As freguesias, como entes de proximidade, os únicos entes territoriais de que se pode falar de vizinhança, fazem falta para uma boa administração, a nível local, do nosso país. Elas não devem ter uma dimensão tão grande que se possam confundir com municípios, nem tão pequena que as impeça de exercer devidamente as tarefas que lhes cabem.
Em 2013, através da Lei n.º 11-A/2013, de 28 de janeiro, cometeu-se um erro manifesto para reformar territorialmente as nossas freguesias. Aceitou-se que o número delas era excessivo e para corrigir o excesso optou-se por reduzir obrigatoriamente o número de freguesias em todos os municípios do país de acordo com um critério percentual, importando pouco que o município tivesse 50 ou 5 freguesias. O critério era tão absurdo que o legislador teve de parar a sua aplicação obrigatória quando chegou aos concelhos com 4 freguesias ou menos. Ignorou-se, então, a realidade do país que tinha, antes da reforma de 2013, mais de 50% dos seus municípios com 10 freguesias ou menos e 80% com 20 ou menos. Ora, tendo em conta que os nossos municípios têm, em média, uma área de cerca de 300 Km2 (a mediana é de 217 Km) para quê reduzir, desde logo, o número de freguesias nesses concelhos, salvo aquelas demasiado pequenas?
O critério deveria ter sido outro e poderia reduzir-se, em regra, o número de freguesias onde a população respectiva fosse diminuta, havendo, então, mais de 800 com menos de 300 habitantes. Poderia argumentar-se que isso não satisfaria a “troika” que exigia uma “significativa” redução do número de freguesias e municípios, mas todos sabemos que para a “troika” as freguesias não eram um problema financeiro e facilmente teria sido convencida disso e da especial utilidade delas, nomeadamente no interior do país, nas negociações que decorreram durante a intervenção financeira. Aliás, o número de municípios não sofreu qualquer alteração.

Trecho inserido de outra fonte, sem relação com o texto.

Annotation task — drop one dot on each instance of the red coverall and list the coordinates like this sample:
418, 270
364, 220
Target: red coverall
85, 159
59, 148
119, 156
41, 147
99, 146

Em 2021, o erro da Lei n.º 39/2021, de 24 de junho, que regula a criação de freguesias não está na definição do conceito de freguesia, pois os requisitos que nela se estabelecem para essa criação, que será, em regra, uma mera reposição de freguesias extintas em 2013, são, em geral, razoáveis. O erro está no procedimento de reposição. A lei prevê um procedimento geral de reposição e um procedimento “especial, simplificado e transitório” para casos que considera “erro manifesto e excepcional” (artigo 25.º) da reforma, mas que de simples e claro nada têm. É necessário estabelecer um procedimento único realmente simples e desburocratizado para aqueles casos em que a união foi, na verdade, um erro, ora porque se criaram megafreguesias, ora porque se extinguiram freguesias perfeitamente viáveis, desprezando a vontade destas.
A Lei n.º 39/2021 vai ser revista e cabe acompanhar essa revisão para termos uma lei que permita a formação de um mapa territorial das freguesias no continente e nas regiões autónomas de acordo com o que devem ser as freguesias, ou seja, autarquias locais inframunicipais próximas dos cidadãos.